Mortgage Loan Calculator (PITI) for Refinancing or Home Purchase Payments

Basic Overview

There are many different mortgage programs and options to choose from whether you are setting up a new mortgage to purchase a home or to refinance a mortgage on a home that you already own. There are fixed rate mortgages, fixed to adjustable rate mortgages and adjustable rate mortgages to choose from. The most popular and well known mortgages are 15- and 30-year fixed rate mortgages.

Why Use the Mortgage Loan Calculator?

There are so many different mortgage and loan options to choose from, it can sometimes be a little overwhelming. Whether you are setting up a new mortgage to purchase a home or to refinance a mortgage on a home that you already own, there are always a great many aspects to consider.

To name just a few of the more common choices, there are fixed rate mortgages, adjustable rate mortgages, and fixed refinance to a 15 year fixed rate mortgage calculator adjustable rate mortgages for those who want something in between. Fixed rate mortgages with terms lasting between 15 and 30 years are currently the most common.

Whichever kind of mortgage you end up using, the information you get from the Mortgage Loan Calculator will remain relevant.
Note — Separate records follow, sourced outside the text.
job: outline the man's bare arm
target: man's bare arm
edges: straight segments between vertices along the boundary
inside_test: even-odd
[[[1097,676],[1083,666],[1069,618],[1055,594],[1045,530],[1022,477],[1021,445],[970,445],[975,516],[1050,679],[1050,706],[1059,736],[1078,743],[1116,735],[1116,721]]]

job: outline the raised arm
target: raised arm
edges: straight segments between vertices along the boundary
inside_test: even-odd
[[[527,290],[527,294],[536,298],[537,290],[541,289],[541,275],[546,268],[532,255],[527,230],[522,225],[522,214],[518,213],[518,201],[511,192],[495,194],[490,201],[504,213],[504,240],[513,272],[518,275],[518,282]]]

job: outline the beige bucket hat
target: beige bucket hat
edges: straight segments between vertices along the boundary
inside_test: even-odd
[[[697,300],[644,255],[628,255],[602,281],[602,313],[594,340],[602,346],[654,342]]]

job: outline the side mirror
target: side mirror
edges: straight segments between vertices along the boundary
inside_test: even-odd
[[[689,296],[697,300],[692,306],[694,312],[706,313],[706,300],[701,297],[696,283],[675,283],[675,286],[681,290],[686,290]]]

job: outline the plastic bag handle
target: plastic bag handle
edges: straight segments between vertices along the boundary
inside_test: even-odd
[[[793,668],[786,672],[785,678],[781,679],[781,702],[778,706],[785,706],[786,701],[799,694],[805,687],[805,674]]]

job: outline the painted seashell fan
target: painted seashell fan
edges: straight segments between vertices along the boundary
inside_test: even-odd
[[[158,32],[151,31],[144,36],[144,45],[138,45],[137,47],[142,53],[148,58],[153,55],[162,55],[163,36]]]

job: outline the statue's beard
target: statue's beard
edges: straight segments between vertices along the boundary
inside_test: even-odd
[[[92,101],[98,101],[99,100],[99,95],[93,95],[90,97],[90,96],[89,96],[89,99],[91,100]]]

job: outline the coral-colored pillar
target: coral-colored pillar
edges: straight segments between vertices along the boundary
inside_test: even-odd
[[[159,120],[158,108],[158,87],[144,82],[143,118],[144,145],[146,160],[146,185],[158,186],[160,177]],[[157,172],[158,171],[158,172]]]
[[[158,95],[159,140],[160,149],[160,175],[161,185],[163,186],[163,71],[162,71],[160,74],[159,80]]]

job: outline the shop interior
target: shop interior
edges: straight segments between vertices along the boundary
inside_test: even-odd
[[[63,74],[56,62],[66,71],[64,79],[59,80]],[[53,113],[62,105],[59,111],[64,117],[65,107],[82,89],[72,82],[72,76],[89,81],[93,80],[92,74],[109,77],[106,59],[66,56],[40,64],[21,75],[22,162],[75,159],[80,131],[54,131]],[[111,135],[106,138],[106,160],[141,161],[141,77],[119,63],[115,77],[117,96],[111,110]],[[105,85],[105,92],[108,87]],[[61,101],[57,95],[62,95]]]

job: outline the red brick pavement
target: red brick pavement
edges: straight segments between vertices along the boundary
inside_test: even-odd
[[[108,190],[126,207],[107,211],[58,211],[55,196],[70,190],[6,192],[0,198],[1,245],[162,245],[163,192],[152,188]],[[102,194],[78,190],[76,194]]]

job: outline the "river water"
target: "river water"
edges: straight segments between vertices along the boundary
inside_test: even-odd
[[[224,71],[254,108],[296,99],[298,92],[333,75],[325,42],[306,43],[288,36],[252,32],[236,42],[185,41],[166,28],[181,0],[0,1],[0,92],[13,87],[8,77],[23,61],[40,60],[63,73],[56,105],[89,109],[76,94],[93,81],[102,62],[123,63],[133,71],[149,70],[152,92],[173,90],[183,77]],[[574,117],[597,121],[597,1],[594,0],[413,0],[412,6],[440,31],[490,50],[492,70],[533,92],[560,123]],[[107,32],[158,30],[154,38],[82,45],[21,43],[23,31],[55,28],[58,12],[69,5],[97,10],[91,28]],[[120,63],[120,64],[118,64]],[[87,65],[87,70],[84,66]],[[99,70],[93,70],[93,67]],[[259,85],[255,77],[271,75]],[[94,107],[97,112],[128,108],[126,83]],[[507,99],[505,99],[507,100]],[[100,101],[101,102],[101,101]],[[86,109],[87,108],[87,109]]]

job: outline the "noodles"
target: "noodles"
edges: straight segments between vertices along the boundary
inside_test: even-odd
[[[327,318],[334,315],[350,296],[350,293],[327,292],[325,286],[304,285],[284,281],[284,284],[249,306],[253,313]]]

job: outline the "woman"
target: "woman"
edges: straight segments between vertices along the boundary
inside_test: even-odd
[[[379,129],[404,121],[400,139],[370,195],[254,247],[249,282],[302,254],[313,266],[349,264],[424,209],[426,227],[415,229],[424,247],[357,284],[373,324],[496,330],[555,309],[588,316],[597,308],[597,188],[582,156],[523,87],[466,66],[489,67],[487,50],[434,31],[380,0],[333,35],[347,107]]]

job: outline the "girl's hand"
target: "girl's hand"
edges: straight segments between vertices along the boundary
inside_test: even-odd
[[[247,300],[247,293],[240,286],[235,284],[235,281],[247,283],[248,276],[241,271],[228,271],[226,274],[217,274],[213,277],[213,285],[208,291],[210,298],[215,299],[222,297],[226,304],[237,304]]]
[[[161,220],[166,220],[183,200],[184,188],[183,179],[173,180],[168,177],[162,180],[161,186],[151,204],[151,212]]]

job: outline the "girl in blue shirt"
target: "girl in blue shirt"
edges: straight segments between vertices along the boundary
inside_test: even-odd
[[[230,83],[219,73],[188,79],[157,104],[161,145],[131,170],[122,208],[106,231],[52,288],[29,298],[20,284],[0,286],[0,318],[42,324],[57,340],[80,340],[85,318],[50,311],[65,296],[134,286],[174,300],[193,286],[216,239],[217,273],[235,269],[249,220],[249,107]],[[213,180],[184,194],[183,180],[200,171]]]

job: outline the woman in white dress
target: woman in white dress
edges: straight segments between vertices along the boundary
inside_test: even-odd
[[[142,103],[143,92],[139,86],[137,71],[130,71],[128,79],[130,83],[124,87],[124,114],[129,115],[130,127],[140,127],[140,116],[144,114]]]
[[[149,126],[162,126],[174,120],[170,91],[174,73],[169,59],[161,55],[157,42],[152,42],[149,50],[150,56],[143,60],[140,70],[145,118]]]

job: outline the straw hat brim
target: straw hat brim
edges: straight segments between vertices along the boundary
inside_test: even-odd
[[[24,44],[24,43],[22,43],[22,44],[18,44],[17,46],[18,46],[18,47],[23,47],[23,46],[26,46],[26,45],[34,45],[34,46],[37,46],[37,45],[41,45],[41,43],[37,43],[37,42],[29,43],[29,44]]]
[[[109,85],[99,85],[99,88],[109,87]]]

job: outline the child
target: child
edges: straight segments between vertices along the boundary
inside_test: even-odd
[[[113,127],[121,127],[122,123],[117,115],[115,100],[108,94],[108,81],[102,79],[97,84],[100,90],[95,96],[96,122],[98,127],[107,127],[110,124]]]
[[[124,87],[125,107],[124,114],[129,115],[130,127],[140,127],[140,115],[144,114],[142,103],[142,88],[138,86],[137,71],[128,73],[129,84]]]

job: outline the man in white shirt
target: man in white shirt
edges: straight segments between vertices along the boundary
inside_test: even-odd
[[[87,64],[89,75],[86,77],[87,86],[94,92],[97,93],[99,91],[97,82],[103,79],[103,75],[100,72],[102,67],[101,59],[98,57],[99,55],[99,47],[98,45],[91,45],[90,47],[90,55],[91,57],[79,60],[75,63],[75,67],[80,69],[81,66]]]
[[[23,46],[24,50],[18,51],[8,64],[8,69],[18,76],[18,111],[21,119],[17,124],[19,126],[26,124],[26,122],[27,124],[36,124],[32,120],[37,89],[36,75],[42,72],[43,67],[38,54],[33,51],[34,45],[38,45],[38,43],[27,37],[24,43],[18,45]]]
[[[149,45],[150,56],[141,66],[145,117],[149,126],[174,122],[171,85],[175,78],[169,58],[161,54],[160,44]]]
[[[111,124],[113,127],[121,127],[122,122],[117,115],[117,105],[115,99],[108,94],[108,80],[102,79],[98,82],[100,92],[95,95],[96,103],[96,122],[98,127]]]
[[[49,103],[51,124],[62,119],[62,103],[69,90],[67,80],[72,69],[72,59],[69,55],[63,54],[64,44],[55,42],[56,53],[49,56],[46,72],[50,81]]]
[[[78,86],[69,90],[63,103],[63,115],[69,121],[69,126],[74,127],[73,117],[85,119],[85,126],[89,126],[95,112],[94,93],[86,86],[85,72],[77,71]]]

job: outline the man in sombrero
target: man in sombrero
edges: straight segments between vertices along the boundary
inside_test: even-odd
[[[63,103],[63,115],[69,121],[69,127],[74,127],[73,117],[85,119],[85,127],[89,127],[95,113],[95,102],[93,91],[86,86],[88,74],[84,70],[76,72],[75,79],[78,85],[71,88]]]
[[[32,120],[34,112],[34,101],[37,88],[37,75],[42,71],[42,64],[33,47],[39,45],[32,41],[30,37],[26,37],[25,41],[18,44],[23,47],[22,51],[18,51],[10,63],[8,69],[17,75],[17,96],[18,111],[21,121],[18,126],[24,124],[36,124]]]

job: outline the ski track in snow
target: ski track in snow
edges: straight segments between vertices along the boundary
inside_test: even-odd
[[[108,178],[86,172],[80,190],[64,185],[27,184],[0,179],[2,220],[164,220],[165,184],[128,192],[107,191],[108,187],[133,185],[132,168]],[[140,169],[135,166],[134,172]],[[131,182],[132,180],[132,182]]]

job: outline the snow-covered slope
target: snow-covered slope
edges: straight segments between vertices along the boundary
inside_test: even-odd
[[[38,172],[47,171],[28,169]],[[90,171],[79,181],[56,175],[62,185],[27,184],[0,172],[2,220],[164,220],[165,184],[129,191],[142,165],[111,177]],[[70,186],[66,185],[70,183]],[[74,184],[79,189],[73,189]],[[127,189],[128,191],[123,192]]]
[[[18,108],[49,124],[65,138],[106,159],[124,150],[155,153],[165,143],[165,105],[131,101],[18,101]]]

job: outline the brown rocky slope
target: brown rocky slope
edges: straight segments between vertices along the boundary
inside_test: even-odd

How to Use the Mortgage Loan Calculator

We have done our best to make this calculator as simple and user-friendly as possible, but if you aren’t sure where to start, try following these steps:

  1. Use the slider to enter your mortgage amount, or alternatively just type it into the box. If you aren’t sure yet how much you will borrow, just enter your best guess.
  2. Use the drop-down list or the slider to input your term; this is the number of years you intend to take to repay your loan.
  3. Use the slider or the box to input your interest rate. If you don’t know this yet, leave the original figure as this is representative of the current market average.
  4. Your monthly payment will now be displayed in the top blue bar and under the interest rate box based on the information provided.
  5. If you are coming in well under budget, you can click Prepayments to add an additional amount that you will pay every month, year, or even just one time. This will reduce the total amount repaid as you can see in the graph below the Prepayments section.
  6. Click View Report to see a detailed breakdown of your loan including total amount to be repaid over the term, and a payment schedule comparing your regular payments with those augmented by prepayments (where applicable).